Затем он перечитал квинтэссенцию сотен книг о попаданцах, которые уже не будут созданы в «нулевых», как потомки называли первое десятилетие века следующего. Несмотря на чрезмерное множество незнакомых слов, оказалось несложно понять основной смысл.

…Молодой маркетолог Вася попадает в Киевскую Русь времен Святослава. Пойманный дружинниками князя, он пытается предупредить русского Ахиллеса об опасности похода в Болгарию и коварстве печенегов. К сожалению, дружинники не понимают ни слова из того, что он говорит, даже несмотря на то, что Вася пытается вставлять в свою речь слово «понеже» и заканчивать глаголы на «-ша» и «-де». Воины наскоро продают Васю булгарскому купцу, который везет его с караваном в Бухару. В Бухаре из маркетолога делают евнуха, и оставшиеся сорок лет своей жизни он проводит в относительной тишине.

…Юный студент экономической специальности одного из новых вузов Москвы Валерий попадает в 1237 год. Прежде чем он начинает пытаться кого-то предупредить, Валерия хватает монгольский загонный отряд и определяет в хашар. Во время штурма Рязани защитник города отрубает потенциально будущему экономисту часть черепной коробки. Скатившись с вала, Валерий некоторое время умирает в страшных мучениях, пока на него не падает кусок бревна.

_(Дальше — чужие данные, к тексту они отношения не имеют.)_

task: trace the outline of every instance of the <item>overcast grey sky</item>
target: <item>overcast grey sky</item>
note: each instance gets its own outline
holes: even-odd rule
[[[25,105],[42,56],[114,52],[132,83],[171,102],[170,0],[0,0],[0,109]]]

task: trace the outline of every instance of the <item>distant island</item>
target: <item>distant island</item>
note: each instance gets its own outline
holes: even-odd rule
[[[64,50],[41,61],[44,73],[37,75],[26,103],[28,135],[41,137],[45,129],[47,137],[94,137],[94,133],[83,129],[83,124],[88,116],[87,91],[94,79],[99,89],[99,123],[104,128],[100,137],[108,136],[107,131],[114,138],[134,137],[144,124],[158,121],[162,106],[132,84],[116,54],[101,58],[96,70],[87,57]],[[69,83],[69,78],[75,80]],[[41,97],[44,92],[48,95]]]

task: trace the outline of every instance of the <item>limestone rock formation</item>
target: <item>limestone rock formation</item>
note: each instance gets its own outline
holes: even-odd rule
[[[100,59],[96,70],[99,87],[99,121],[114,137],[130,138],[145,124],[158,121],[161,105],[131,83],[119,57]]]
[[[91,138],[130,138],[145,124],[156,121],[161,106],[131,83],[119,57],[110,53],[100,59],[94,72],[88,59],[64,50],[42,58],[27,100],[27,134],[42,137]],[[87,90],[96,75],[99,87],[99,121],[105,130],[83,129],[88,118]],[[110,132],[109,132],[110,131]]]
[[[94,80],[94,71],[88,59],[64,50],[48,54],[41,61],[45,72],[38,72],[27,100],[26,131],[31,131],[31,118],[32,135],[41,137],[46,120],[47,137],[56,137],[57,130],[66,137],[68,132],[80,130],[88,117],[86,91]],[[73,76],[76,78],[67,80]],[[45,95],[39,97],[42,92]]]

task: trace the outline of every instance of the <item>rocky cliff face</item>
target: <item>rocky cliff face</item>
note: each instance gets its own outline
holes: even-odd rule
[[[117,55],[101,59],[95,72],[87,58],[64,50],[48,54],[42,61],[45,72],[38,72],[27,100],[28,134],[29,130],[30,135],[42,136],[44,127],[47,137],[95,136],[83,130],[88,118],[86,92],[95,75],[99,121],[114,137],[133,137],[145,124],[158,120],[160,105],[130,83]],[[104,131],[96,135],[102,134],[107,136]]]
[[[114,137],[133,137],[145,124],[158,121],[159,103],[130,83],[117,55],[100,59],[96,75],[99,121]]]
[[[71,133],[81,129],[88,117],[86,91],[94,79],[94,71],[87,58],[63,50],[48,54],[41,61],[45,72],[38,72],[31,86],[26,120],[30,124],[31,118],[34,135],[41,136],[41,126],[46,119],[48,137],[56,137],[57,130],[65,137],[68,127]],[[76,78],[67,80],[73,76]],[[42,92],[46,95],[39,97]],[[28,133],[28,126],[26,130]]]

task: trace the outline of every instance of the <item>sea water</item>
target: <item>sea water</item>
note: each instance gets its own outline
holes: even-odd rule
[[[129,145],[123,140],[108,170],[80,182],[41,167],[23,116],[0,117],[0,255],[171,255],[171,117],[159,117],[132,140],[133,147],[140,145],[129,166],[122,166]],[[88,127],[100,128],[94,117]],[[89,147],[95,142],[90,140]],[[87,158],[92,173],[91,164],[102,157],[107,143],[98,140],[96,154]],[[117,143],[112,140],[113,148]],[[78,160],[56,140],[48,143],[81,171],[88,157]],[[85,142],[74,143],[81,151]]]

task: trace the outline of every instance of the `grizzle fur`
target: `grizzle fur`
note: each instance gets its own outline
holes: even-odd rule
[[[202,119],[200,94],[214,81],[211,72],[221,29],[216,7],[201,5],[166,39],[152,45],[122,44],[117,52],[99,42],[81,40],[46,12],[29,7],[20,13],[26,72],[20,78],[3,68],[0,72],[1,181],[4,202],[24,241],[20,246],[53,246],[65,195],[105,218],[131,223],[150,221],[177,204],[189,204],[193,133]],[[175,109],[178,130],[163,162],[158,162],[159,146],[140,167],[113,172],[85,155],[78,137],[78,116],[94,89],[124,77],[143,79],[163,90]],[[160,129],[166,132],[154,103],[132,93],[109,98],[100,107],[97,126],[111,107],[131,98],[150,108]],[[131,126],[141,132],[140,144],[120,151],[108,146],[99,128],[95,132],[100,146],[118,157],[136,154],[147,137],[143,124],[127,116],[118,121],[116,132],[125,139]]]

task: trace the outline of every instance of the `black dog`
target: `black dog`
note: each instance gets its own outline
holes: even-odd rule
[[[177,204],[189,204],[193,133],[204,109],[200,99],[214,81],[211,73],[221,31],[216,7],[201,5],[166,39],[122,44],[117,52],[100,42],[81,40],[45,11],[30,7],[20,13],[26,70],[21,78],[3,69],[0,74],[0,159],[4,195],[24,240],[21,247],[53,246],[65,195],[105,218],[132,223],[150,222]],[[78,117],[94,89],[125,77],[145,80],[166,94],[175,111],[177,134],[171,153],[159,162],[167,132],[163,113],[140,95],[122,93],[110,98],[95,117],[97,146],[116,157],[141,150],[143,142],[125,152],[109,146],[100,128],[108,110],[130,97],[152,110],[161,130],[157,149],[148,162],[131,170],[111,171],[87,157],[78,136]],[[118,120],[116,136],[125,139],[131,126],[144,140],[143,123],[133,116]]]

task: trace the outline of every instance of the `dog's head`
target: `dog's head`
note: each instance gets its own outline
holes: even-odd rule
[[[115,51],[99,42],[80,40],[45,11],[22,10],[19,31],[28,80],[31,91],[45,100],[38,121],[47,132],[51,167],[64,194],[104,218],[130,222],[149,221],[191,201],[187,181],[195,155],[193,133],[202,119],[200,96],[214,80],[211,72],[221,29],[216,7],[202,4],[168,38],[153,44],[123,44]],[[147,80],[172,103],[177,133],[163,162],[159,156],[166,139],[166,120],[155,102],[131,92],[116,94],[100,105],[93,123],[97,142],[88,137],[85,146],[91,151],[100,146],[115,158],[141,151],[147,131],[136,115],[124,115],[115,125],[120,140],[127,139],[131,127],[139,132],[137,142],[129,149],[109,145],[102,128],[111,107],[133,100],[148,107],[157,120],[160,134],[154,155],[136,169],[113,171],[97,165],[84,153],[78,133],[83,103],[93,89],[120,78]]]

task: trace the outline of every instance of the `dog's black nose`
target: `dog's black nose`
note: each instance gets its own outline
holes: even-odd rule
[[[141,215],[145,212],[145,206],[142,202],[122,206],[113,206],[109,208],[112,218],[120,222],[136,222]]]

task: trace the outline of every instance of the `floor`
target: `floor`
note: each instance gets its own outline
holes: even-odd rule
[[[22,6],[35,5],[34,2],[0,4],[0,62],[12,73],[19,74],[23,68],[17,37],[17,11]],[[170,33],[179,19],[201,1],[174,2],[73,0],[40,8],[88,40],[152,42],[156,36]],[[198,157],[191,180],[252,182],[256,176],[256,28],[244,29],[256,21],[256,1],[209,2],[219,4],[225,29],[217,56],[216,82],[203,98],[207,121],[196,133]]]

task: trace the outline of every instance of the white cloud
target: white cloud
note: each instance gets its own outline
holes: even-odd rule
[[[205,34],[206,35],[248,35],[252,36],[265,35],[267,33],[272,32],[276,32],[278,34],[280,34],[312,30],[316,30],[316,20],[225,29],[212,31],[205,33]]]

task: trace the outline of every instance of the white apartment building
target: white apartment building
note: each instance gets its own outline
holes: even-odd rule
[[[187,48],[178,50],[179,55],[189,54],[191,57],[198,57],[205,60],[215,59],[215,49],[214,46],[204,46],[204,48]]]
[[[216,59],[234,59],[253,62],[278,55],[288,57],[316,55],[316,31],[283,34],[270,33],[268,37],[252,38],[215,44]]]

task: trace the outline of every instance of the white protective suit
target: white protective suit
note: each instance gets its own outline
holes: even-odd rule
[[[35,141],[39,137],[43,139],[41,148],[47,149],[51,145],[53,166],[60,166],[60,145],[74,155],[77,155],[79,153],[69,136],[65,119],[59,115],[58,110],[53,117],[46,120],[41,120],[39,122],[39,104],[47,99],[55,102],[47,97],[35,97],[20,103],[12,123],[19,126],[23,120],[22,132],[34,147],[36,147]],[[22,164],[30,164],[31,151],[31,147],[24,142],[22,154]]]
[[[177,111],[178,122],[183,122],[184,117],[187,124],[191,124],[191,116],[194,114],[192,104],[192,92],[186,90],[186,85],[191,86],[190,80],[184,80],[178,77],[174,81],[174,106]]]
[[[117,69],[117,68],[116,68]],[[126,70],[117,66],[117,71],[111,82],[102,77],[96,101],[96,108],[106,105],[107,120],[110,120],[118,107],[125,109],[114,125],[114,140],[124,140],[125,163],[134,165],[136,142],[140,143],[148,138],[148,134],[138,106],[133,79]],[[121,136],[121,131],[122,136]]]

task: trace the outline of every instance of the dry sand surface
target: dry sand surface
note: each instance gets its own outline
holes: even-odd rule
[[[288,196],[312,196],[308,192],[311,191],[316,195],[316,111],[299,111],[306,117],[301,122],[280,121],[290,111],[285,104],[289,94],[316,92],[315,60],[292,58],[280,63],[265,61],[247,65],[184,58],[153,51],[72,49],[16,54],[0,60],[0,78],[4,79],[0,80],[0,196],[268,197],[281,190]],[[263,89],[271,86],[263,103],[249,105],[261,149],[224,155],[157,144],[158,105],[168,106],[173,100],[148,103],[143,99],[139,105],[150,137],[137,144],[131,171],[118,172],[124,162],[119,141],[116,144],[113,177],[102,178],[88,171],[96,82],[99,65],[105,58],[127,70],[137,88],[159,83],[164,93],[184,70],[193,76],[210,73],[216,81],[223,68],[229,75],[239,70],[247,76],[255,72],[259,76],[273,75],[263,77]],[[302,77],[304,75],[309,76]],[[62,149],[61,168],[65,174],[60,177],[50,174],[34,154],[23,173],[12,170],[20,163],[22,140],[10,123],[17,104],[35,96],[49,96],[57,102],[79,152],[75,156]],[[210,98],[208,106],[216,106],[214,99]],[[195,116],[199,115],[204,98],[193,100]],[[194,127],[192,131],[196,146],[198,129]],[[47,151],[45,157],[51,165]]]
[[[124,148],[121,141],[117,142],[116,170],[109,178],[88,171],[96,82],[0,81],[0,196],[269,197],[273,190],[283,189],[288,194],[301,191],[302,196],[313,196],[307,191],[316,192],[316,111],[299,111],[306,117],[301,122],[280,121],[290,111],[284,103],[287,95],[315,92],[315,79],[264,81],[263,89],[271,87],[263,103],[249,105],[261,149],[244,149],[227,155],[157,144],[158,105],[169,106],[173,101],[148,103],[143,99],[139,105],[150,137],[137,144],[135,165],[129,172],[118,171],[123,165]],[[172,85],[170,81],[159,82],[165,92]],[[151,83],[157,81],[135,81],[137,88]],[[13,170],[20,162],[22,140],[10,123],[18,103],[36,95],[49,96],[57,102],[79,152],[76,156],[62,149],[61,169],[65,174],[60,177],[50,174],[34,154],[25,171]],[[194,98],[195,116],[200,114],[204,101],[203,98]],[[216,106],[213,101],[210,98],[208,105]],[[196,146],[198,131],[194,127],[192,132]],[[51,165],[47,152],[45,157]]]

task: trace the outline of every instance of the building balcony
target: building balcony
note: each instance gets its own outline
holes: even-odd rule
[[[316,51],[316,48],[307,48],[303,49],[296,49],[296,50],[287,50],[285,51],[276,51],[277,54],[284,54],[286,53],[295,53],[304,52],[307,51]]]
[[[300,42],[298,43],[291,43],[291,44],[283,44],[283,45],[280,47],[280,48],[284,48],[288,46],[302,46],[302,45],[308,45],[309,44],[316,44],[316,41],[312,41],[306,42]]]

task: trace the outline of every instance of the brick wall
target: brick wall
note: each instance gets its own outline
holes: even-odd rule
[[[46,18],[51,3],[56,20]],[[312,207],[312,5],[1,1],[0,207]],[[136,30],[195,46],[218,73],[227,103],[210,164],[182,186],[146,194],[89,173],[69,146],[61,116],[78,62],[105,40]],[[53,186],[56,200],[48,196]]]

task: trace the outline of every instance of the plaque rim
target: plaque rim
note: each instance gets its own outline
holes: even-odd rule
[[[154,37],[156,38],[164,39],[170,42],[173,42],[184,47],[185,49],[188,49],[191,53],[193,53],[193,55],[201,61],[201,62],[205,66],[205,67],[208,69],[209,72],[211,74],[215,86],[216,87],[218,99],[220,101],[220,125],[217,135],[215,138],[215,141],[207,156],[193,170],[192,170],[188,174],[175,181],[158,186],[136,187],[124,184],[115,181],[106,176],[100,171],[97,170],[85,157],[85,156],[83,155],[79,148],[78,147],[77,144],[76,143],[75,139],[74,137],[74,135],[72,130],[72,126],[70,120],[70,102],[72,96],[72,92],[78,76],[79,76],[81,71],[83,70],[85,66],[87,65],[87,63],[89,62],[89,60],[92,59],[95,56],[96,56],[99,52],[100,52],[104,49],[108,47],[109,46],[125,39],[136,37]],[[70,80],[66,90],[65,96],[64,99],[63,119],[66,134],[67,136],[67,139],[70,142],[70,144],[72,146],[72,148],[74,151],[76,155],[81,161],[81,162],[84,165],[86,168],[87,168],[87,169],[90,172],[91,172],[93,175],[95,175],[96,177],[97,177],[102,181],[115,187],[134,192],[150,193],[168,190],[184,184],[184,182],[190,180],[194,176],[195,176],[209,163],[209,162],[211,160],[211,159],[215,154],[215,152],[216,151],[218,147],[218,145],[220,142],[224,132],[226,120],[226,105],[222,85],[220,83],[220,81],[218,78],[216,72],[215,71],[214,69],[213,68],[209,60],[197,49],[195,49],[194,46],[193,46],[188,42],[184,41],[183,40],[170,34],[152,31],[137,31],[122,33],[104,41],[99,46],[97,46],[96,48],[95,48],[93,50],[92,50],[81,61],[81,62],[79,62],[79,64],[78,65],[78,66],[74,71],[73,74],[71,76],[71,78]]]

…Тридцатилетний экспедитор Семен, бывший военнослужащий ВДВ, попадает в 1381 год. Семен ни хрена не знает про историю, тем более что первый встреченный им человек оказывается немножко разбойником. Увидев на пальце Семена печатку из желтого металла и предположив, что человек в незнакомой одежде – отставший от каравана фряжский купец, разбойник свистом созывает товарищей. Пока Семен бросает одного из негодяев через бедро, другой разбивает голову экспедитора кистенем. Ночью парализованный ударом Семен чувствует на своем лице зловонное дыхание – это пришли волки.

…Двадцатипятилетний водитель маршрутки Дима попадает во времена Ивана Грозного и быстро разоблачается как иноземный колдун. В связи с тем что государь Иван Васильевич отъехал в опричнину, Диму просто топят в проруби.

…Старший лейтенант военно-морского флота Владимир попадает на Черное море во времена матушки Екатерины. Отважный офицер хочет рассказать адмиралу Ушакову, что линейная тактика – говно, но, доказывая, что он тоже моряк, погибает в неудачной попытке обрасопить бом-блинда-рей.

…Php-программист Иннокентий оказывается в конце июня 1941 года на Украине и немедленно арестовывается военным патрулем. Обнаружив на Иннокентии одежду с этикетками на нерусском языке, комендант звонит в НКВД, но в это время начинается воздушный налет и Иннокентий убегает. Проскитавшись несколько дней с беженцами, программист внезапно попадает в плен к немцам, которым некогда. Когда немецкий офицер достает пистолет, Иннокентий в отчаянии выпаливает характеристики танка Т-34. Офицер, заинтересовавшись, устраивает Иннокентию допрос, на котором программист пересказывает характеристики советской военной техники из книг одного популярного издательства. К счастью, во время допроса немецкая часть подвергается удару прорывающихся из окружения советских танков, и Кешу с офицером переезжает танком БТ-7.